O governo registra ainda 816 mil deslocados, segundo dados do Ministério dos Assuntos Sociais — dos quais 126 mil vivem em abrigos coletivos.
Escalada sem trégua: mais de 500 ataques aéreos em solo libanês
Desde a retomada do conflito, o Exército israelense acumula mais de 500 ataques aéreos contra alvos do Hezbollah em território libanês, com Beirute como alvo recorrente dos bombardeios diários.

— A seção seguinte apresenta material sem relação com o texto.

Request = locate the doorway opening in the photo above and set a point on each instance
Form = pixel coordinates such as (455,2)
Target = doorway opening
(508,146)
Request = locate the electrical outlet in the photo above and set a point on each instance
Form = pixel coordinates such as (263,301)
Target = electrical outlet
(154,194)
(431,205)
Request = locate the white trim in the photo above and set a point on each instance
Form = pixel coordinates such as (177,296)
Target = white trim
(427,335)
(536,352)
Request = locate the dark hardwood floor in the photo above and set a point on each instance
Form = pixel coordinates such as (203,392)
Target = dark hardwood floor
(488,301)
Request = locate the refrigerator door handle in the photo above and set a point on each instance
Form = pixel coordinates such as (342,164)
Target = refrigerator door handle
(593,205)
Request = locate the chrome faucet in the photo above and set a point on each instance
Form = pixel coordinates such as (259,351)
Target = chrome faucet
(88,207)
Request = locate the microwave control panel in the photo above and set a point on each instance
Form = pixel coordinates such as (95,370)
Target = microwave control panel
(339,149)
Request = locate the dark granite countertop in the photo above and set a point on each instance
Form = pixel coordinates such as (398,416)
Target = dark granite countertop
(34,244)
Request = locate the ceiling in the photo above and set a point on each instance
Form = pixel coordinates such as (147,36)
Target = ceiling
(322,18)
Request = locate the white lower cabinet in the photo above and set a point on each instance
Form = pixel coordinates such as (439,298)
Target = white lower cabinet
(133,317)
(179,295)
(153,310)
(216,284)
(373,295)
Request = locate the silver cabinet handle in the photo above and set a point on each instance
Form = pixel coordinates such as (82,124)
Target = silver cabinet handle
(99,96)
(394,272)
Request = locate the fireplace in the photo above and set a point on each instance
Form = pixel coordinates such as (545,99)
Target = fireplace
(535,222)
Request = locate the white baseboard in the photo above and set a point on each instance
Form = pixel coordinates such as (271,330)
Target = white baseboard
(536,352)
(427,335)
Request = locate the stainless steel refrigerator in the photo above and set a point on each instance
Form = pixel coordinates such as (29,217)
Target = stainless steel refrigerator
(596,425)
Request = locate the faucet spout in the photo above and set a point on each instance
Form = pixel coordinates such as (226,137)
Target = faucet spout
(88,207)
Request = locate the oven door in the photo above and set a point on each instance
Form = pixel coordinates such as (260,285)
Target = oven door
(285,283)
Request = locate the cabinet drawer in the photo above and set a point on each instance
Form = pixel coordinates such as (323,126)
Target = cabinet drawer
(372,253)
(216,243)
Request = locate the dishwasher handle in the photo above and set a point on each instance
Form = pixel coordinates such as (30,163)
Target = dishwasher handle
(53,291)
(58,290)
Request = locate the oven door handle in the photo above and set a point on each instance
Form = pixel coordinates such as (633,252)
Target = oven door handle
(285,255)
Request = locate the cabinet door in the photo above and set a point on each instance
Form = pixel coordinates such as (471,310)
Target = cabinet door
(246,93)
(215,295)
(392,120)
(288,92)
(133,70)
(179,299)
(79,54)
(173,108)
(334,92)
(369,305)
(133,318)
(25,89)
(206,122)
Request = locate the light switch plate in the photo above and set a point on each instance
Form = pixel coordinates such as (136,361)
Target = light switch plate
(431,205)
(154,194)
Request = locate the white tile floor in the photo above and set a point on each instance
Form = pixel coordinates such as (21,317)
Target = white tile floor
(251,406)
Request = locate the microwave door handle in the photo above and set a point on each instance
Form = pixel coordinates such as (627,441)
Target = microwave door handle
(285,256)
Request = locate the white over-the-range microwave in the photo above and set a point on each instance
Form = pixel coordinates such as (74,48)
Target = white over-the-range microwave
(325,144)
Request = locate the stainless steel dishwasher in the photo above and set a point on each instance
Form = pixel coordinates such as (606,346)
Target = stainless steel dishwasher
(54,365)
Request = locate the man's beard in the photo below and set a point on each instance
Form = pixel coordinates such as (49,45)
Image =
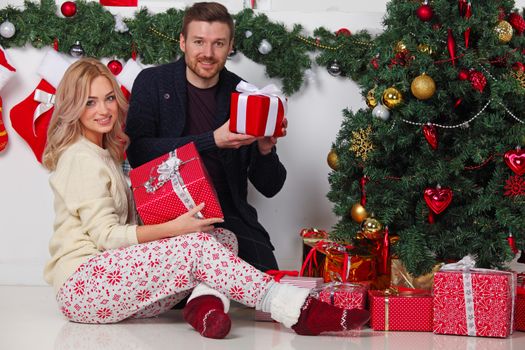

O avanço é brutal: o número representa um salto expressivo em relação aos 102 mortos registrados nos primeiros dias do conflito, quando os bombardeios israelenses provocaram fuga em massa de Beirute.
Na madrugada de quarta-feira (11), o Hezbollah respondeu com o que o próprio Exército israelense classificou como o “maior bombardeio” do grupo desde o início da guerra: cerca de 200 mísseis disparados contra território israelense. Segundo as forças armadas israelenses, apenas “dois ou três impactos diretos” foram registrados.
Em menos de uma semana, o saldo libanês mais que dobrou: no domingo anterior, o Líbano contabilizava pouco mais de 300 mortos e 454 mil deslocados, antes da escalada que elevou o número a 773 vítimas fatais.
Israel ameaça avançar sobre o Líbano
Na quinta-feira (12), o ministro da Defesa israelense, Israel Katz, escalou o discurso: ameaçou “tomar territórios” no Líbano caso o Hezbollah não interrompa os ataques contra Israel.
Katz também ordenou que o Exército se prepare para “expandir” as operações no país vizinho. Soldados israelenses já atuam ao longo da fronteira libanesa, e há relatos de ataques terrestres em cidades do extremo sul do Líbano, com tropas e tanques concentrados na região.
O conflito atual é retomada de uma guerra que vigorou entre outubro de 2023 e outubro de 2024. O cessar-fogo entre Israel e Hezbollah durou até 1º de maio, quando a eclosão da guerra entre Israel, Estados Unidos e o Irã rompeu a trégua. O grupo libanês, aliado do regime iraniano, voltou a trocar ataques com as forças israelenses desde então.